Святая Грусть - страница 45



Он с юности считался первым драчуном в Дурохамске; весь город фонарями награждал: и захребетникам, и заморышам, и дурохамцам – всем доставалось.

А теперь вся Фартовая Бухта страдала от Серьгагули.

– Я добрый, – сознавался он. – Мне фонаря ни для кого не жалко.

И правда… Вечерочком, смотришь, кто-нибудь из заморышей причалил к берегам Фартовой Бухты. Вышел – твердь ощутил под ногами. Постоял, по сторонам поглядел. Куда идти? А вот она, Кудыкина гора. Точнее сказать, Пьяный Яр. Ноги сами собою в кабак приведут моряка и всякого другого мужика, это уж дело известное – такое устройство ног.

Чуть позднее, когда потемнеет совсем, кубарем слетит моряк с Пьяного Яра и на четвереньках пойдет по грязи. Фонарь под глазом тащит, дорогу до причала освещает и Серьгагулю благодарит:

– Вот какая щучья бухта! Утопнешь в грязи! Это ладно парень мне подарил фонарь, а то бы всё… Утоп на чужедальней стороне. На море-окияне уцелел, а тут захлебнулся бы, ей-богу захлебнулся бы, не окажись под глазом фонаря.

Попадало и самому Серьгагуле. И хорошо попадало. Другой давно бы кровью выхаркал нутро и навек успокоился бы где-нибудь в лопухах. А этот – нет. Живучий, как черт знает кто.

Однажды в потасовке темечко ему стесали топором. Сняли крышку с головы, так страшно сняли – мозги было видно.

Бледный, злой, он потребовал стакан спиртяги.

Тяпнул и занюхал рукавом. Завеселел.

А правда, что ли, видно?

Кого? – Рядом с ним крутился коновал, зашивать готовился.

Ну, мозги-то? Есть, говоришь?

Есть… Потерпи маленько.

Во-о-т! – Серьгагуля скрипел зубами. – Дурохамцев надо бы сюда позвать!


Сами управимся, – коновал плохо слушал его.

Дурохамцы, – продолжал Серьгагуля, – безмозлым считают меня. Вот щас посмотрели бы и убедились, что не правы.

Коновал затянул кое-как рану суровыми нитками. Лужу крови подтер под ногами.

Кожа нарастет, – сказал, – мозги прикроет.

Жалко, – Серьгагуля пошатал побитый зуб. – Значит, так никто и не увидит, что я не только фартовый парень, но я ишо и не безмозглый.

Погоди кочевряжиться, – остановил коновал. – Кожа нарастет, но если кто случайно пальцем ткнет или даже воробей на темя сядет, клюнет – хана фартовому.

Побледнев ещё сильнее, Серьгагуля встал. Покачнулся. И вдруг сграбастал коновала за грудки. Подтянул к себе. В глаза – глазами впился. И прошипел, как страшный змей:

– Если кому-нибудь скажешь об этой моей слабине…

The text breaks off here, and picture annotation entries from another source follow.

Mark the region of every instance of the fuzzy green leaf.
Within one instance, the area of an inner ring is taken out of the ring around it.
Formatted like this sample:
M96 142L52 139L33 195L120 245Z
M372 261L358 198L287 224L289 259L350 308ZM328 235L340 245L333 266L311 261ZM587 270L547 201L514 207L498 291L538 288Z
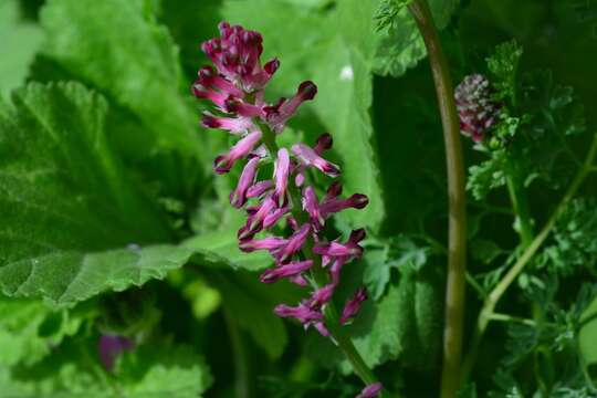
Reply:
M270 87L289 96L302 81L317 84L317 96L301 107L296 123L308 129L313 140L324 129L332 134L346 191L370 198L364 210L349 210L341 217L377 229L385 210L369 117L373 3L350 0L335 9L316 10L281 1L229 0L222 13L231 23L263 34L264 59L280 59L281 69ZM301 114L316 116L320 125L313 118L301 121Z
M0 3L0 38L6 54L0 62L0 95L6 95L23 82L43 34L35 24L19 19L17 0L4 0Z
M136 114L147 140L198 148L197 116L185 100L188 90L180 91L178 49L148 1L51 0L41 24L44 54Z

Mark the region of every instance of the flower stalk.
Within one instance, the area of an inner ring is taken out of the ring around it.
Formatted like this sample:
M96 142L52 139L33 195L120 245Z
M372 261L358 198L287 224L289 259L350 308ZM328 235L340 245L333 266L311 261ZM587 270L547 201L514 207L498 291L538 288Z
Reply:
M408 9L421 33L436 83L443 127L448 171L449 234L448 279L443 329L441 397L455 397L460 386L460 360L464 318L467 258L467 198L464 163L460 143L460 123L453 97L448 61L426 0L412 0Z
M304 102L315 97L317 86L305 81L293 97L266 103L264 88L280 62L273 59L261 64L262 38L258 32L226 22L220 23L219 30L220 38L202 44L216 70L200 69L192 92L213 105L214 113L205 113L202 125L239 138L227 154L213 161L217 174L229 172L237 163L244 164L237 188L230 193L230 203L243 208L248 214L247 223L238 231L239 248L244 252L270 252L274 266L261 274L263 283L285 277L308 291L310 295L298 305L280 304L274 313L329 337L365 383L359 397L378 397L383 387L346 332L367 300L367 292L365 287L358 289L341 315L333 302L342 269L363 254L359 242L365 230L352 231L346 242L327 241L321 233L334 213L363 209L368 198L360 193L342 198L342 185L336 181L318 198L315 187L308 184L308 172L322 172L331 178L341 174L338 166L323 157L332 148L332 136L322 134L313 147L296 143L285 148L276 144L287 121ZM263 179L263 166L272 163L273 176Z

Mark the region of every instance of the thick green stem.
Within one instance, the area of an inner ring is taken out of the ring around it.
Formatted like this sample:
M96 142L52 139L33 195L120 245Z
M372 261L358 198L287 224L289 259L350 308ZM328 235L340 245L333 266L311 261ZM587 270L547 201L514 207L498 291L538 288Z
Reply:
M277 156L277 144L275 143L275 134L264 124L259 124L263 134L263 143L268 147L272 158ZM301 210L301 192L293 185L289 184L287 192L292 202L292 214L300 223L308 221L307 216ZM302 252L305 259L313 261L312 276L317 287L325 286L329 283L327 272L323 269L320 258L313 253L314 241L313 238L308 238L303 245ZM336 342L338 348L344 353L353 369L357 376L366 385L370 385L377 381L377 378L373 374L371 369L365 364L365 360L357 352L353 341L346 333L346 331L339 324L339 316L333 302L327 303L324 310L325 325L329 332L332 338Z
M408 9L425 40L433 73L443 126L448 170L449 242L446 291L446 324L443 329L443 368L441 397L455 397L460 386L460 360L464 318L467 258L467 198L464 163L460 144L460 124L453 97L448 61L441 49L438 31L426 0L412 0Z
M493 287L491 293L485 298L485 302L483 303L483 307L481 308L481 312L479 313L479 317L476 320L476 328L474 331L473 339L470 345L469 353L467 354L467 358L464 359L464 379L467 379L471 373L471 369L474 365L474 362L476 359L476 354L479 350L479 345L481 343L481 338L483 337L483 334L488 327L489 322L492 320L492 316L494 314L495 306L498 305L498 302L502 296L504 295L505 291L512 282L516 280L516 277L520 275L520 273L524 270L526 264L531 261L533 255L537 252L537 250L541 248L543 242L547 239L549 235L549 232L554 228L557 218L562 214L562 212L566 209L568 206L568 202L573 199L573 197L576 195L576 191L587 177L589 172L593 171L593 168L595 167L593 165L595 160L595 155L597 153L597 134L593 138L593 144L590 146L590 149L587 154L587 157L585 159L585 163L576 174L574 180L572 181L570 186L568 187L566 193L564 193L564 197L562 198L561 202L557 205L556 209L543 227L543 229L540 231L540 233L533 239L531 244L524 250L524 252L521 254L519 260L512 265L512 268L507 271L507 273L502 276L500 282Z

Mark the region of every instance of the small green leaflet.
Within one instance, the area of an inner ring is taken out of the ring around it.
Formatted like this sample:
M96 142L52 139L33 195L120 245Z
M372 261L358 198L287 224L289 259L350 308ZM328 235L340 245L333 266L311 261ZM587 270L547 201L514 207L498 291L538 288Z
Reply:
M376 12L378 33L374 71L399 77L427 55L423 40L405 0L383 0ZM438 29L444 29L459 0L429 0Z

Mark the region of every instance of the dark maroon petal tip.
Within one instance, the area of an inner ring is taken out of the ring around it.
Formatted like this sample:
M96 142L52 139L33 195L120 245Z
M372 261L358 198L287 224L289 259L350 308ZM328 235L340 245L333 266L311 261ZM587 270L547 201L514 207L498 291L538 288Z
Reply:
M301 83L296 93L303 97L303 101L310 101L317 94L317 86L312 81L306 81Z
M334 138L332 138L332 135L329 133L324 133L317 138L316 147L321 151L332 149L333 145Z
M211 66L203 66L197 72L197 75L199 76L199 82L208 84L216 76L216 72Z
M269 61L265 65L263 65L263 70L270 76L273 75L275 71L277 71L279 67L280 67L280 61L277 59L273 59Z
M350 197L350 201L353 203L353 207L355 209L363 209L367 205L369 205L369 198L367 198L366 195L363 193L355 193Z
M224 174L230 171L230 165L229 161L227 161L226 156L220 155L213 159L213 170L216 170L217 174Z
M322 167L322 171L328 175L329 177L338 177L341 175L339 168L332 164L326 164Z
M203 117L201 118L201 126L206 128L220 128L221 124L216 117L203 114Z
M332 197L332 198L335 198L335 197L338 197L341 195L342 195L342 184L339 184L338 181L332 182L329 188L327 188L327 196Z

Коновал ничуть не испугался; с кобылами и жеребцами воевать приходилось, а не то, что с каким-то фартовым.

– Да мне-то что? Я промолчу. Только весь кабак свидетель был, как тебе раскроили башку.

Серьгагуля отпустил его. Спиртяги хватанул ещё. Задумался. Как жить теперь?

А через несколько дней увидели его в чёрной лисьей шапке, под куполом которой (никто не знал) была зашита полукруглая железяка от рыцарского шлема.

С похмелья, а может с каких-то сумбурных своих побуждений – запёрся он в то утро в Божий храм, стоящий на возвышении Фартовой Бухты.

Ирод! Шапку-то сыми! – зашикала какая-то мрачная монашка. – Небось не в кабаке.

Я бы снял, бабуля, да не могу, – шепнул он.

Это почему?

Серьгагуля осторожно постучал по шапке.

А у меня под ней мыслишка преет, застудить боюсь.

Тьфу на тебя, сатана!

Серьгагуля расхохотался, оглашая своды храма и нахально глядя в глаза монашке. Она хотела пересилить взгляд охальника, но отвернулась. Было что-то в глазах у него бесовское; тёмный засаленный взгляд гадюкой ползал по человеку, в душу норовил скользнуть – в самое сердце ужалить.